The only sliver of good news is that Erdoğan’s Turkey has absolutely no ability to project power beyond its own borders. Erdoğan would love to act like Putin throwing his weight around. But he can’t. He is hemmed in on all sides – if not militarily then politically. The Turkish army is large, but so far has shown no interest at all in moving one meter beyond its borders. From time to time the Air Force chases Kurdish guerrillas into northern Iraq and makes the boulders bounce with a few bombs, but that’s about it.

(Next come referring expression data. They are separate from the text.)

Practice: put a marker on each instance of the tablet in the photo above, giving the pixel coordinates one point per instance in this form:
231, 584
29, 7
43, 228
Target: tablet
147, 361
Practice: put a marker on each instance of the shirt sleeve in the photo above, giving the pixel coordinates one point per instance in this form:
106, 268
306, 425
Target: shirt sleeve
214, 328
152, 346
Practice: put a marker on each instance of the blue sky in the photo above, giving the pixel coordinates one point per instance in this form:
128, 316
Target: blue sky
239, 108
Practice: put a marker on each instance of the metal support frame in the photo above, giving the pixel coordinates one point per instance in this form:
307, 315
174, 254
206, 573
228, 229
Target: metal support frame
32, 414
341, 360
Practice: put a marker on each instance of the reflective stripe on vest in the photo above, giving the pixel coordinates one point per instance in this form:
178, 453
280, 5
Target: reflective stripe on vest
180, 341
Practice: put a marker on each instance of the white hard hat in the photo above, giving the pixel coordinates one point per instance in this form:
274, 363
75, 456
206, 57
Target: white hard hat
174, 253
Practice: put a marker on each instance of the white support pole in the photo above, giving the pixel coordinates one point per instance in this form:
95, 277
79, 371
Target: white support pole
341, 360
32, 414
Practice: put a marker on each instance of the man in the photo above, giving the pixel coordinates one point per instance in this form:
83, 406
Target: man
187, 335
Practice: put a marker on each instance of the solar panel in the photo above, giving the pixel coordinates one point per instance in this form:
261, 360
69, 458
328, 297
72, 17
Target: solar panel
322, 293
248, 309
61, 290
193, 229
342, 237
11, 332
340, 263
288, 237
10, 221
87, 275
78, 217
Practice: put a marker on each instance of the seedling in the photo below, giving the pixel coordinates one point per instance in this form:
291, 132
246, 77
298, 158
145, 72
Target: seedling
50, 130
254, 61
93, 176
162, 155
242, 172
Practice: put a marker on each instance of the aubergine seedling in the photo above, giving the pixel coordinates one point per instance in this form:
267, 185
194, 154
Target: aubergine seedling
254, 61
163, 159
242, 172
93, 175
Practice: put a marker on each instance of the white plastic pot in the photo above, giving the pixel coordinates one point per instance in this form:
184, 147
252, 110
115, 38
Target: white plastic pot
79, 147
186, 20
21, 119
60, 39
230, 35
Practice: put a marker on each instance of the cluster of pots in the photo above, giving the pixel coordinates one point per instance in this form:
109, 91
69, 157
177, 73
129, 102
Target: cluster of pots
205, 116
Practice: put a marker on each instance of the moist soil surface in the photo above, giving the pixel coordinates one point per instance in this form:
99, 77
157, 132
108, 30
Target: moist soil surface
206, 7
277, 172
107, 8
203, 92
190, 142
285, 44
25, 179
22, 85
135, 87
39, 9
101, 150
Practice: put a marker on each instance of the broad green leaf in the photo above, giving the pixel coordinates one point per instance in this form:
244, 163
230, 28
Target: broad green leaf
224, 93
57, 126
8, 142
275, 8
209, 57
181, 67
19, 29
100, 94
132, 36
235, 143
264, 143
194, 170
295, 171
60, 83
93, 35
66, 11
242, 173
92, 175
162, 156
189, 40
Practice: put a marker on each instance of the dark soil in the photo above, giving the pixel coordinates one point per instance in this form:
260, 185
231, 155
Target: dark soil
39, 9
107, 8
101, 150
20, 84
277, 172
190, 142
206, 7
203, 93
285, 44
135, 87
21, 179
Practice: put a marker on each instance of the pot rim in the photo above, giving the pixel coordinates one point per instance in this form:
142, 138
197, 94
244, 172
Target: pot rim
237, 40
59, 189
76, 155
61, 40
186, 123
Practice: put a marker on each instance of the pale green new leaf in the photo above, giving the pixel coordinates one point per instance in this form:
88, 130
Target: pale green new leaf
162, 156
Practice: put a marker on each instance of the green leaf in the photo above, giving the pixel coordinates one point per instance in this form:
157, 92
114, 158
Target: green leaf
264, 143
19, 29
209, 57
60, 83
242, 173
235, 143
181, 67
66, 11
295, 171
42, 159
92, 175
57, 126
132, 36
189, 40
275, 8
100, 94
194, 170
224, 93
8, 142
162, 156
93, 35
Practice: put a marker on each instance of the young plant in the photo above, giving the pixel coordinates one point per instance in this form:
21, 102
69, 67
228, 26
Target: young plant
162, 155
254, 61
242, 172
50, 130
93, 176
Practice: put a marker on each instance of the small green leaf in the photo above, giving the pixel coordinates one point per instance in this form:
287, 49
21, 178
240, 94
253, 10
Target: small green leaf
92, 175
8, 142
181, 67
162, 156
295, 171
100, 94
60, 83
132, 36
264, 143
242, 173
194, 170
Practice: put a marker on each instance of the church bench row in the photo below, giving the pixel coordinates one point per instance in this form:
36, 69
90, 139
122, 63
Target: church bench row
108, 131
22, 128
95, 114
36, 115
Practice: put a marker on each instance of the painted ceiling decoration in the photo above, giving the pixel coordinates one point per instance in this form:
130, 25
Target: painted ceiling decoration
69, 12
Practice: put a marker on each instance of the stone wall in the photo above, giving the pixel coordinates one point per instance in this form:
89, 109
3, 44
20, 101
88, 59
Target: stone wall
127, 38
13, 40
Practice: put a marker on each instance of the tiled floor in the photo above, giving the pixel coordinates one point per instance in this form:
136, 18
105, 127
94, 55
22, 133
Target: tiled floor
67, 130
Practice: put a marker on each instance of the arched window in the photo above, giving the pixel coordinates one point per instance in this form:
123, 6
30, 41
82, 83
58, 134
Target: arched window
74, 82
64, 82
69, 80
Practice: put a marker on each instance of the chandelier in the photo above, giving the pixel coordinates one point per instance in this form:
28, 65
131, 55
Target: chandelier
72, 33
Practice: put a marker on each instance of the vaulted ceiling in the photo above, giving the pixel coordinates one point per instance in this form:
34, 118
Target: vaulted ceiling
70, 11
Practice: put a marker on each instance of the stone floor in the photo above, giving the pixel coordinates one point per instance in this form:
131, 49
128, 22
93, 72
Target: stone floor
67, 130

In the long run Erdoğan will fail because he is making the same major mistake as his arch-enemy the old Kemalist regime that ruled the Republic with an iron hand for more than 70 years. By alienating a large part of the population the Kemalist regime created fertile recruiting ground for Erdoğan. Erdoğan, too, is alienating a large part of the population. He is trying to force all Turks into his narrow mold of what he thinks a Turk should be. The trouble is, Turks don’t do ‘should’. The country is too diverse, too heterogeneous to fit into anyone’s mold. Erdoğan’s mold, like that of the Kemalist regime’s, will one day break. The only question is ‘How long is the long run?’